President Donald Trump climbed down on separating families at the border, but the underlying argument is not going away.
The central question isn’t whether we should separate families — even most immigration hawks would prefer to hold families together — but whether migrants should stay in the United States or not.
Trump hopes to salvage his “zero tolerance” policy by holding parents and children together, although the practical and legal obstacles will be formidable. The reaction among immigration advocates has gone from outrage about family separations to consternation about family detention — because their ultimate goal is to let the migrants come into the United States and stay.
This is not to deny that the first iteration of “zero tolerance” was a fiasco. The justifications for the policy from administration officials were different and often clashing, and the effort to pin the whole thing on the Democrats was wildly unconvincing.
Democrats, in particular, didn’t give us any of the rules that have made closing the border to Central American migrants impossible. The Flores consent decree, which makes it difficult to hold kids longer than about 20 days, grew out of a court case decades ago. An anti-trafficking law that prevents us from quickly returning home Central American kids — because they are from noncontiguous countries — was signed into law by George W. Bush.

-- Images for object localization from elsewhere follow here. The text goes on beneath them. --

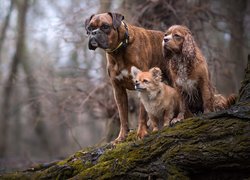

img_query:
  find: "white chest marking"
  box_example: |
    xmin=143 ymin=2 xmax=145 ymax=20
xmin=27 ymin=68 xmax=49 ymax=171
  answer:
xmin=176 ymin=78 xmax=197 ymax=92
xmin=116 ymin=69 xmax=129 ymax=80
xmin=175 ymin=61 xmax=197 ymax=92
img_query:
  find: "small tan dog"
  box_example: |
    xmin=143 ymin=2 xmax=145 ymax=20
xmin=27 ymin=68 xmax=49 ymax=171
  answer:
xmin=131 ymin=66 xmax=184 ymax=131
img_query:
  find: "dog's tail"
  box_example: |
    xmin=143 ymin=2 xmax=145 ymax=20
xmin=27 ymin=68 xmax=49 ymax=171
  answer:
xmin=226 ymin=94 xmax=237 ymax=107
xmin=214 ymin=94 xmax=237 ymax=111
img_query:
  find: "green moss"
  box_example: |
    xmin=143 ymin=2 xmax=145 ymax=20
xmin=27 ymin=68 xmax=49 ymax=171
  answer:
xmin=57 ymin=159 xmax=68 ymax=166
xmin=74 ymin=133 xmax=166 ymax=179
xmin=76 ymin=160 xmax=114 ymax=179
xmin=125 ymin=131 xmax=137 ymax=142
xmin=0 ymin=172 xmax=31 ymax=180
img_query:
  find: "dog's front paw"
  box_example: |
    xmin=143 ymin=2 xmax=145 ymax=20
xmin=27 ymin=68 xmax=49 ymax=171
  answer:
xmin=112 ymin=136 xmax=126 ymax=144
xmin=204 ymin=107 xmax=213 ymax=114
xmin=137 ymin=126 xmax=149 ymax=139
xmin=152 ymin=127 xmax=159 ymax=132
xmin=169 ymin=118 xmax=182 ymax=127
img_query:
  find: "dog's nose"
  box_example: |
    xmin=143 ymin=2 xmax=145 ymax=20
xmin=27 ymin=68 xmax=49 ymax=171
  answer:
xmin=163 ymin=36 xmax=170 ymax=43
xmin=134 ymin=81 xmax=140 ymax=89
xmin=88 ymin=37 xmax=98 ymax=50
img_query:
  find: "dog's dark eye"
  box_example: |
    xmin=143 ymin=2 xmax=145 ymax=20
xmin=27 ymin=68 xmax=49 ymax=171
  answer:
xmin=143 ymin=79 xmax=149 ymax=83
xmin=87 ymin=25 xmax=95 ymax=31
xmin=101 ymin=24 xmax=110 ymax=30
xmin=164 ymin=33 xmax=170 ymax=37
xmin=173 ymin=34 xmax=182 ymax=40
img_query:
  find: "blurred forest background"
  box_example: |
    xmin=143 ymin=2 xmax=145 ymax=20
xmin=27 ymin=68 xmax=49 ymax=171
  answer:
xmin=0 ymin=0 xmax=249 ymax=172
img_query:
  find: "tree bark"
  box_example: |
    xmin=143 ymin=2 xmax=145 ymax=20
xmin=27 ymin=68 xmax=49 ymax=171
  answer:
xmin=227 ymin=0 xmax=247 ymax=93
xmin=21 ymin=45 xmax=52 ymax=156
xmin=0 ymin=0 xmax=51 ymax=158
xmin=1 ymin=56 xmax=249 ymax=179
xmin=0 ymin=0 xmax=14 ymax=57
xmin=0 ymin=0 xmax=29 ymax=158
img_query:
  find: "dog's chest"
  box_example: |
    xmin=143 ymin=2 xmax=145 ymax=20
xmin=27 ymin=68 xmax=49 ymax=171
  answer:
xmin=109 ymin=66 xmax=134 ymax=89
xmin=139 ymin=92 xmax=164 ymax=118
xmin=115 ymin=69 xmax=129 ymax=81
xmin=107 ymin=59 xmax=129 ymax=81
xmin=176 ymin=78 xmax=197 ymax=93
xmin=175 ymin=63 xmax=197 ymax=92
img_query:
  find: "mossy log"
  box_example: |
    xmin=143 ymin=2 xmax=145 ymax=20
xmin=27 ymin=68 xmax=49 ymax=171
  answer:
xmin=1 ymin=56 xmax=250 ymax=179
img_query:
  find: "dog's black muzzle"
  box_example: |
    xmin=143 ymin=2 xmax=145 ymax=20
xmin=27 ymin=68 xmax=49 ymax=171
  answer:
xmin=89 ymin=37 xmax=98 ymax=50
xmin=88 ymin=29 xmax=109 ymax=50
xmin=134 ymin=83 xmax=145 ymax=91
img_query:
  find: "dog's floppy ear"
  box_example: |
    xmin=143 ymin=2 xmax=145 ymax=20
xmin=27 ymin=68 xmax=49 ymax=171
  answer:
xmin=85 ymin=14 xmax=94 ymax=34
xmin=149 ymin=67 xmax=162 ymax=82
xmin=131 ymin=66 xmax=141 ymax=78
xmin=108 ymin=12 xmax=124 ymax=29
xmin=182 ymin=33 xmax=196 ymax=60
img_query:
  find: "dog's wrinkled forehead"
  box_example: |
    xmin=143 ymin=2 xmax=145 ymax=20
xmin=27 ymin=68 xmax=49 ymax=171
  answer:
xmin=85 ymin=12 xmax=124 ymax=30
xmin=137 ymin=72 xmax=152 ymax=81
xmin=167 ymin=25 xmax=191 ymax=36
xmin=89 ymin=13 xmax=112 ymax=27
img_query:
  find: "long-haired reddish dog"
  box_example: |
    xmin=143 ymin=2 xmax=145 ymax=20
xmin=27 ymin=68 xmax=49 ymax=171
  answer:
xmin=162 ymin=25 xmax=235 ymax=116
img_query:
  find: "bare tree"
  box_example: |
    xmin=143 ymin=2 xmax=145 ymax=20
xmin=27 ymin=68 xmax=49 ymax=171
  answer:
xmin=0 ymin=0 xmax=14 ymax=58
xmin=227 ymin=0 xmax=248 ymax=91
xmin=0 ymin=0 xmax=29 ymax=157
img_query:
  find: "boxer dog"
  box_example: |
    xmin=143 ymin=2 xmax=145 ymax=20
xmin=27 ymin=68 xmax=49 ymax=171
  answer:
xmin=85 ymin=12 xmax=171 ymax=143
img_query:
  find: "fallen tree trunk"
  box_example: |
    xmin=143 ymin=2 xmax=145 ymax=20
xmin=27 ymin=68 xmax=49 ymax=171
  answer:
xmin=1 ymin=56 xmax=250 ymax=179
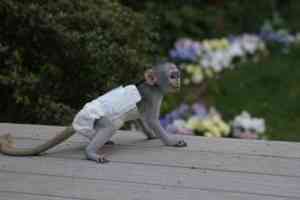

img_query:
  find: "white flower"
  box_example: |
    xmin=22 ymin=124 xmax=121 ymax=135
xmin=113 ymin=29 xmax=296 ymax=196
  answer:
xmin=200 ymin=57 xmax=211 ymax=69
xmin=228 ymin=41 xmax=244 ymax=58
xmin=240 ymin=34 xmax=263 ymax=55
xmin=192 ymin=72 xmax=204 ymax=84
xmin=173 ymin=119 xmax=187 ymax=129
xmin=295 ymin=33 xmax=300 ymax=43
xmin=232 ymin=111 xmax=266 ymax=134
xmin=251 ymin=118 xmax=266 ymax=133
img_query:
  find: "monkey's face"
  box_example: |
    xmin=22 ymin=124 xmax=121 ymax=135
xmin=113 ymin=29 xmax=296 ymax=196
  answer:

What is true is that the law makes it impossible to hold Central American parents and children together for any length of time. The children have to be released, and if you are going to keep them together with their parents, the parents have to be released, too. This is the forcing mechanism for waving Central American migrants into the country, and Trump is right that Democrats have no interest in changing it.
When congressional Republicans this week proposed fixing these perversities in the law, Chuck Schumer balked. Democrats don’t want to make it easier for Trump to remove anyone from the country.
It’s easy to lose sight of the radicalism of this position. It’s understandable to oppose deporting an illegal immigrant who has been here for, say, 10 years. He probably has a job. He has a family. He has roots. But these migrants are illegal immigrants who, in some cases, literally showed up yesterday. They have no direct connection to the country and, for most of them, no legitimate claim on it.
The question they pose isn’t whether we are going to let illegal immigrants who are already here stay, but whether we are constantly going to welcome more. It isn’t whether Immigration and Customs Enforcement should hunt people down, but whether it can exclude people. It is, in short, whether we have a border or whether a certain class of migrants can — for no good reason — present themselves to the authorities and expect to be admitted into the country.
Some of these migrants will claim asylum, but these claims are mostly bogus. There is no doubt that they are desperate, and desperate to get into the United States. But they aren’t persecuted back home, even if they fear gangs or a violent boyfriend.
The merits don’t matter under the current system, though. If an asylum-seeker passes a credible fear interview — almost all do — and comes into the United States pending adjudication of his case, it is unlikely that he will ever be seen again. And why not? Who wouldn’t take advantage of that opportunity?
Trump is right to want to end this dynamic and swiftly and reliably deport new migrants, which would be the only sure deterrent against the ongoing influx. But unless Congress acts, it will likely prove impossible, and Trump will still get political opposition, although on changed grounds.
In perhaps the first totalitarian analogy in this new phase of the debate, immigration advocate Frank Sharry said Ted Cruz’s proposal to hold parents and children together would create “family gulags.”
Increasingly for the left, the true enemy is enforcement, and the battle has just been joined.